Em casos mais graves, nos quais o casal não consegue nem ao menos conversar, como era o de Rubens, a solução seria um acompanhamento psicológico para toda a família. Tudo para minimizar o impacto que a separação certamente terá sobre os filhos.
*O nome foi trocado para preservar a identidade do personagem.
Bom exemplo
Brunno Covello/Gazeta do Povo

Mesmo separados, Ana Paula Martins e Hélcio Monteiro mantêm uma relação próxima por conta da filha Gabriela
Quando percebeu que os conflitos do casamento tinham ultrapassado seu limite, a advogada Ana Paula Martins decidiu sair de casa com a filha Gabriela, 12 anos, que na época tinha 2 anos. A ruptura deixou ressentimentos nela e no ex-marido, o também advogado Hélcio Monteiro. Mesmo assim, os dois decidiram que não levariam isso para a criança.

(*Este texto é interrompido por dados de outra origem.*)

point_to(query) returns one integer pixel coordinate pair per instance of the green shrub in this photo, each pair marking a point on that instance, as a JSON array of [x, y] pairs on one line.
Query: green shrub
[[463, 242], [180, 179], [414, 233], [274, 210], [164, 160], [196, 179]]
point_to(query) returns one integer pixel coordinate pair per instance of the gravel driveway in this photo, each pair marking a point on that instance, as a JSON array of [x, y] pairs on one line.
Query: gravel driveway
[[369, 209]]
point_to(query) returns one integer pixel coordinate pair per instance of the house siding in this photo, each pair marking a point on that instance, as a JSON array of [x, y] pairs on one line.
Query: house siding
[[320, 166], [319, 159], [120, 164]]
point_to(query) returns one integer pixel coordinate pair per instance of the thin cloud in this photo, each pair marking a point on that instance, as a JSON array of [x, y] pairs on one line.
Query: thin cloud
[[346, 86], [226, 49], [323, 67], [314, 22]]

“Desde o primeiro momento, evitamos colocá-la no meio da separação. Nunca chegamos a brigar na frente dela”, diz Ana. Como a guarda ficou com a mãe, as negociações de horários, compromissos escolares e conflitos são discutidos quase que diariamente entre os dois desde o fim do casamento, há dez anos.

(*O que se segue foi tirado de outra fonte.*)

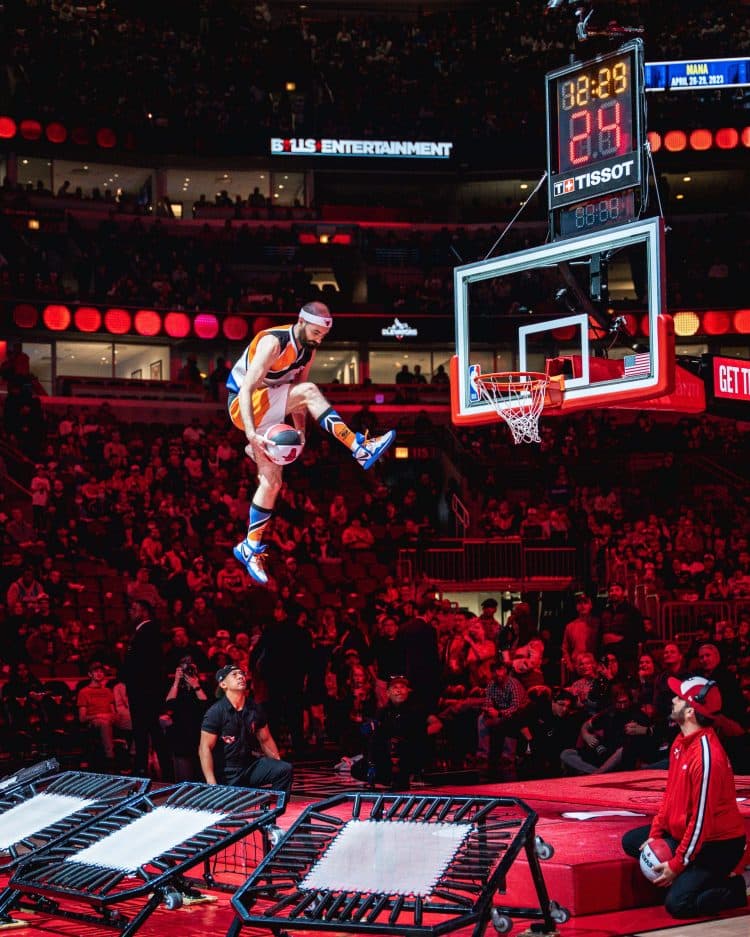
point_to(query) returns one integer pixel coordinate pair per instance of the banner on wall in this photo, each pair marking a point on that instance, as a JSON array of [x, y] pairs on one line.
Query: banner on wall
[[401, 149]]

Hoje, a relação é boa o suficiente para que o ex-casal frequente festas familiares juntos com suas atuais companhias. Monteiro, que atua com direito de família em seu escritório de advocacia, diz que viu muitas situações envolvendo o tema para entender a importância de um casal se dar bem após a separação. “Não iria querer que minha filha passasse por esse tipo de conflito.”

Não caia nessa
O livro Ainda Somos uma Família (Editora Sextante, 256 pgs., R$ 24,90), da psicóloga americana Lisa René Reynolds, trata de alguns erros mais comuns que os pais cometem na hora da separação. Saiba quais são:

• Encerrar o casamento precipitadamente. Antes de expor os filhos à separação, os pais precisam ter certeza de que fizeram de tudo para salvar o casamento.
• Criticar o ex na frente dos filhos. Considerado como crime em casos extremos, os pais devem guardar suas opiniões para si. As crianças não podem ser tratadas como confidentes.

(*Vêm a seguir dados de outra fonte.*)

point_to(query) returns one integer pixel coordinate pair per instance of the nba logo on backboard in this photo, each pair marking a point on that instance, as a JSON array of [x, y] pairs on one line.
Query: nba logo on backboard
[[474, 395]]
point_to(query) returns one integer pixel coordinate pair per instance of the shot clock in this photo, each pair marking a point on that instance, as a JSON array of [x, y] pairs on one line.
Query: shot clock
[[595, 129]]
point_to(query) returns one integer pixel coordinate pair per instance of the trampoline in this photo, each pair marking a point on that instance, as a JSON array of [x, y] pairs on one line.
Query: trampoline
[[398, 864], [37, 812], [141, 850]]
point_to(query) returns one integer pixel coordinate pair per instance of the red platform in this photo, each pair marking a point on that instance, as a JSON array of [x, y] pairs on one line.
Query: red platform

• Brigar na frente dos filhos. Mesmo crianças mais novas percebem que os pais estão em conflito. Isso as deixa estressadas e em sofrimento emocional.
• Fazer suposições equivocadas. Após o casamento, as pessoas tendem a imaginar que um determinado comportamento pode ser vingativo, mas, às vezes, pode ser próprio do ex-cônjuge. A conversa sempre resolve dramas desse tipo.
• Afastar-se completamente dos filhos. O afastamento absoluto só reforça a imagem de abandono que os filhos podem construir após a separação.
• Não medir as palavras. Tudo o que é dito pelos pais tem peso para crianças e adolescentes. Ameaças e intimidações agravam a sensibilidade dos filhos.
• Usar o filho como informante ou espião. A criança precisa circular nos ambientes do pai e da mãe, mas não pode ser um leva e traz de informação. No futuro, elas perceberão que foram usadas e isso pode provocar ressentimentos.
* * * * *
Divulgação/Rede Globo

Drama
Entre tramas de prostituição de brasileiras na Turquia, a novela Salve Jorge apresenta paralelamente uma discussão sobre alienação parental. O caso de Celso (Caco Ciocler), que coloca a filha Raissa (Kiria Malheiros) contra a ex-mulher Antonia (Letícia Spiller), despertou um intenso debate sobre o tema.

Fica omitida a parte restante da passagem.